Highlights & Insights¶
- The core design insight—that task refinement and trajectory refinement are complementary—is precisely motivated: the former ensures feasibility but introduces noise, while the latter eliminates it.
- The contrast between conflict-triggered and continuous refinement reveals a key design principle: the quality of initial tasks determines the appropriate refinement strategy.
- Categorized exploration transforms random exploration into a structured coverage problem—a simple yet effective contribution.
Limitations & Future Work¶
- Validation is limited to offline and restricted online environments; synthesis on real, actively changing websites remains unexplored.
- Task and trajectory synthesis rely entirely on GPT-4.1; more advanced LLMs or hyperparameter optimization are not investigated.
- Only standard SFT is employed; more advanced training paradigms such as DPO or online RL are not explored.
Related Work & Insights¶
- vs. OS-Genesis: OS-Genesis synthesizes tasks from single-step observations, leading to hallucinations; SynthAgent addresses this via categorized exploration and conflict-triggered refinement.
- vs. Explorer: Explorer's continuous refinement causes intent drift and excessively long trajectories; SynthAgent's conflict-triggered refinement preserves intent consistency.

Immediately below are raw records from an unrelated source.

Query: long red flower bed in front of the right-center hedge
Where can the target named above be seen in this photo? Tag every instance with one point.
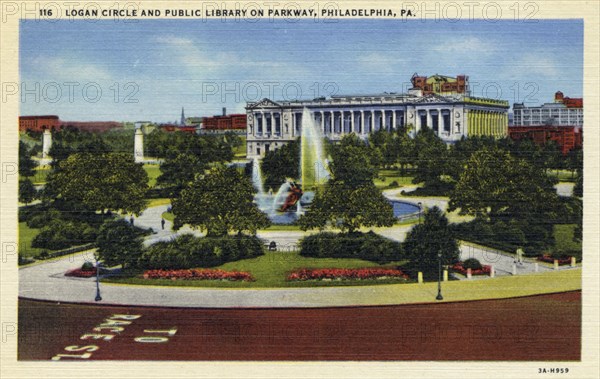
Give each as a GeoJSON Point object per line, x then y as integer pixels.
{"type": "Point", "coordinates": [345, 274]}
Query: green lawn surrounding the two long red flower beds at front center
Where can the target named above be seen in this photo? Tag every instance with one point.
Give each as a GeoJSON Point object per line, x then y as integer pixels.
{"type": "Point", "coordinates": [270, 270]}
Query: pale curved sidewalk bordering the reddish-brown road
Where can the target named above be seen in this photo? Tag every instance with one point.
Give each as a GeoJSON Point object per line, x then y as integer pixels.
{"type": "Point", "coordinates": [46, 281]}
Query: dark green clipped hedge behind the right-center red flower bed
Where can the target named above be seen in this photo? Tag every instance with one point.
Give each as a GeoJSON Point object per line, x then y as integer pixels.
{"type": "Point", "coordinates": [368, 246]}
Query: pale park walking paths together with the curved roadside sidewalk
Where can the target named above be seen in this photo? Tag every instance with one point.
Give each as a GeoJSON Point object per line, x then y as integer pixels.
{"type": "Point", "coordinates": [46, 281]}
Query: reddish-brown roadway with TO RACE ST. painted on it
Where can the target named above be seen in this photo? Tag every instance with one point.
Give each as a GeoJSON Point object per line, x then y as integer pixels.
{"type": "Point", "coordinates": [534, 328]}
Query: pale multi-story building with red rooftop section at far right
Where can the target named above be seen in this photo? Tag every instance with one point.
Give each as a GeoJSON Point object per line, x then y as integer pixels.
{"type": "Point", "coordinates": [564, 111]}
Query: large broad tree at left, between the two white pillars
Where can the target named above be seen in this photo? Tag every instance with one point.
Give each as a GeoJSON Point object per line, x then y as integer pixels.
{"type": "Point", "coordinates": [109, 181]}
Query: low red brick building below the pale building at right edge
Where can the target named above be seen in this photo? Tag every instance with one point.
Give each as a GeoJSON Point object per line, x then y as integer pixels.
{"type": "Point", "coordinates": [567, 137]}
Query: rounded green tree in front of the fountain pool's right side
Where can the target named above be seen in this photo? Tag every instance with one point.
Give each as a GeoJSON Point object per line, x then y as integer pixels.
{"type": "Point", "coordinates": [348, 207]}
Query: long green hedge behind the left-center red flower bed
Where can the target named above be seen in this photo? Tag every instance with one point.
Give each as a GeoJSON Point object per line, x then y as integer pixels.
{"type": "Point", "coordinates": [188, 251]}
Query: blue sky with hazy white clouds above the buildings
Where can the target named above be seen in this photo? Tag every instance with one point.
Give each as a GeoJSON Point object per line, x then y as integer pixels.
{"type": "Point", "coordinates": [204, 66]}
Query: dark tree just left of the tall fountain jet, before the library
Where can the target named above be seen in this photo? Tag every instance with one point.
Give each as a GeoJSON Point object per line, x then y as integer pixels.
{"type": "Point", "coordinates": [280, 164]}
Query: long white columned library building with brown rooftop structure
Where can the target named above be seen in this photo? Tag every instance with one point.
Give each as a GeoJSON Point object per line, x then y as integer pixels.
{"type": "Point", "coordinates": [452, 116]}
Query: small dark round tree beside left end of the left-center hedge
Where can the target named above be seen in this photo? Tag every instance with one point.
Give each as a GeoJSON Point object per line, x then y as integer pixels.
{"type": "Point", "coordinates": [119, 242]}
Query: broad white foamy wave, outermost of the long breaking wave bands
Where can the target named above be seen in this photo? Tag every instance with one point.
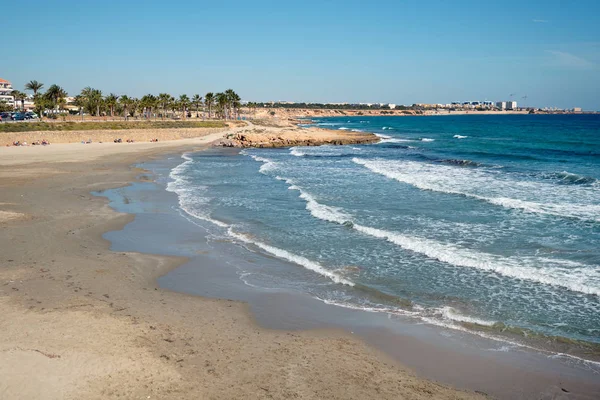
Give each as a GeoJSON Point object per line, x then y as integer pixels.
{"type": "Point", "coordinates": [493, 188]}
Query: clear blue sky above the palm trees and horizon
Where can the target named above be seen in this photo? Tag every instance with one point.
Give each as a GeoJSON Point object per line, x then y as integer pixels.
{"type": "Point", "coordinates": [331, 51]}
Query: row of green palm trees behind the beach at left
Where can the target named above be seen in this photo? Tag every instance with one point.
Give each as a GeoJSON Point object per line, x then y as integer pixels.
{"type": "Point", "coordinates": [225, 105]}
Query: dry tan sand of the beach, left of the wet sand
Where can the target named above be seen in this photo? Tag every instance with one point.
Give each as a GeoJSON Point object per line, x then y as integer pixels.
{"type": "Point", "coordinates": [82, 322]}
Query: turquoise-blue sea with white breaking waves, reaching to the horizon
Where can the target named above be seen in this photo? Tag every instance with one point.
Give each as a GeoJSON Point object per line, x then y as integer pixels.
{"type": "Point", "coordinates": [471, 222]}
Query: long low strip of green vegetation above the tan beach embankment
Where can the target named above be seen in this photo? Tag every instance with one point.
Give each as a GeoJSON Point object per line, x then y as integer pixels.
{"type": "Point", "coordinates": [111, 125]}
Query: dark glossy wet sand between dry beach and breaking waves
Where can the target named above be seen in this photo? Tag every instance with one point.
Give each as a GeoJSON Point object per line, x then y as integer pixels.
{"type": "Point", "coordinates": [218, 268]}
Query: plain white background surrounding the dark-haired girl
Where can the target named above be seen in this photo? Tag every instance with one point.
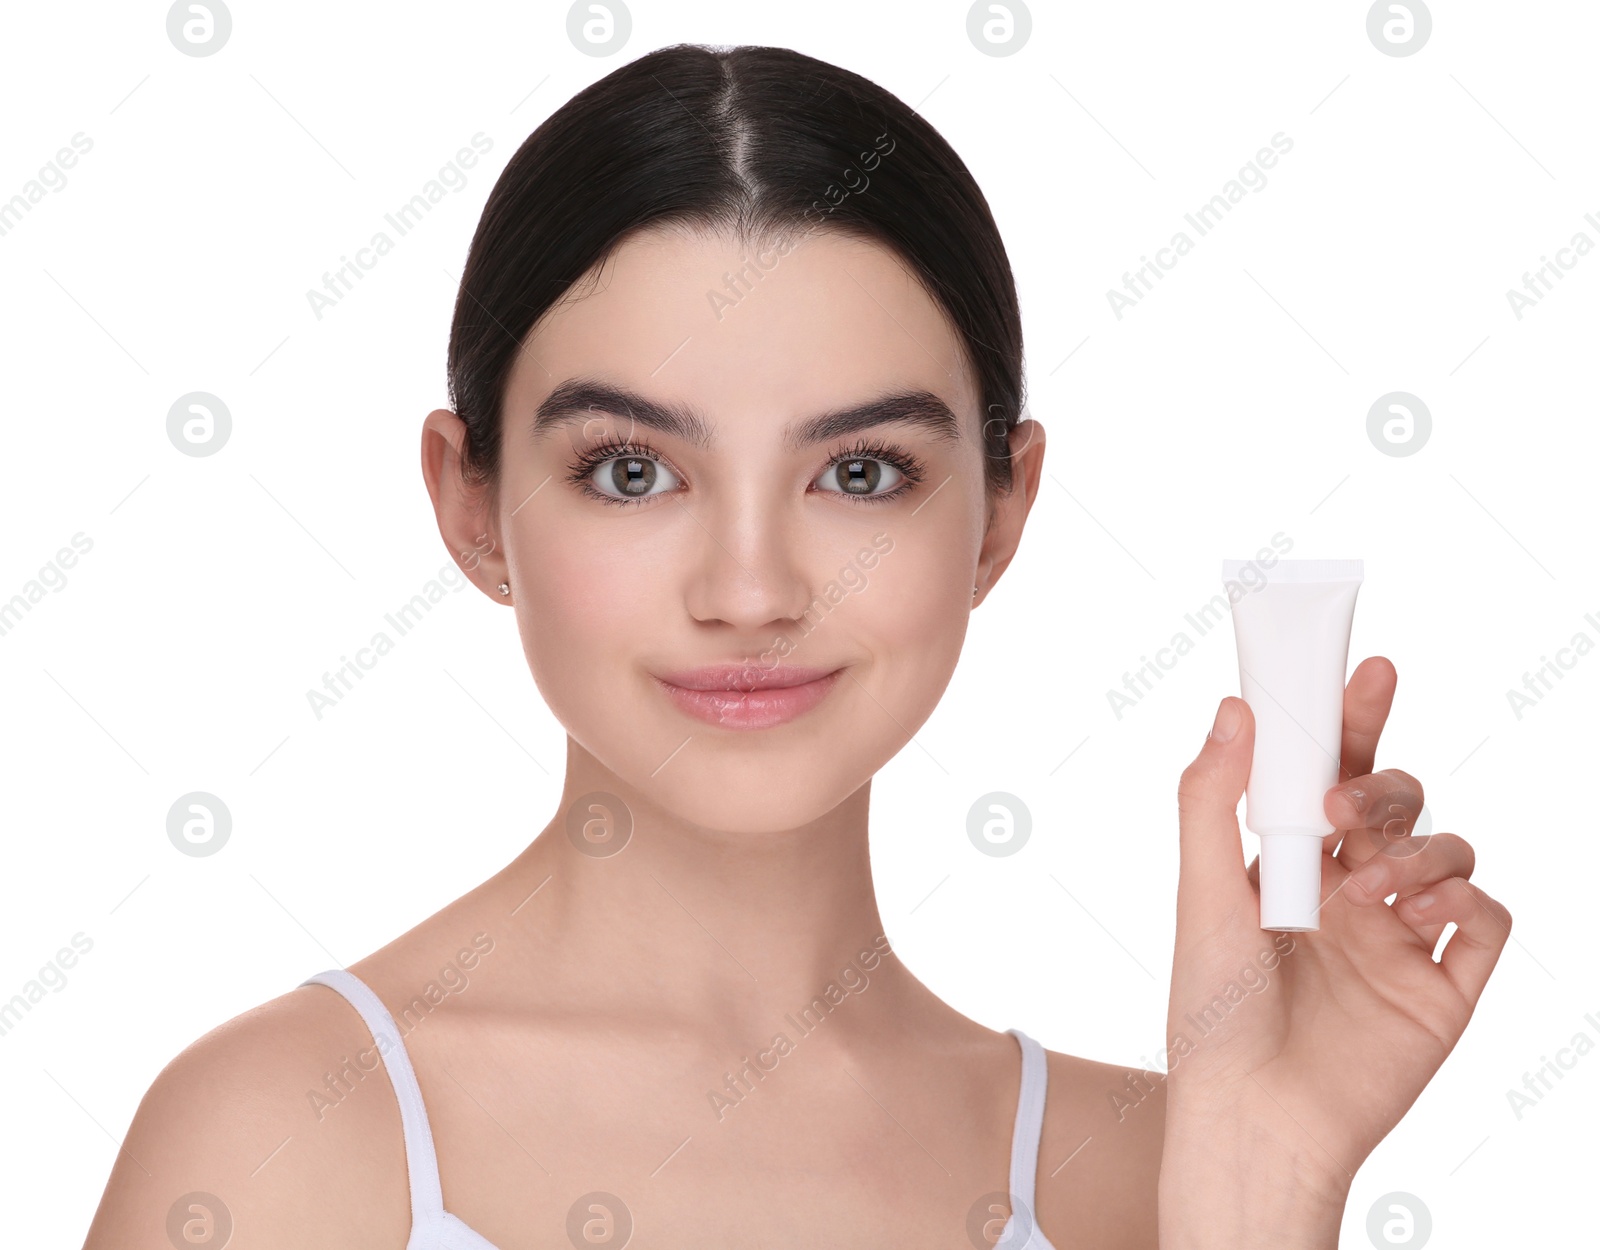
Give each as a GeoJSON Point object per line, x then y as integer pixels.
{"type": "Point", "coordinates": [1230, 406]}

- vs. AgentTrek: AgentTrek relies on offline tutorials that may be outdated; SynthAgent synthesizes data by directly interacting with the environment.
Rating¶
- Novelty: ⭐⭐⭐⭐ The synergistic design of dual refinement and the conflict-triggered mechanism constitute clear contributions.
- Experimental Thoroughness: ⭐⭐⭐⭐⭐ Two benchmarks, multiple backbones, detailed ablations, data quality analysis, and scaling experiments.
- Writing Quality: ⭐⭐⭐⭐⭐ Problem motivation is clearly articulated with in-depth analysis of the core design tension.
- Value: ⭐⭐⭐⭐ Provides a practical, high-quality synthetic data solution for unsupervised web agent adaptation.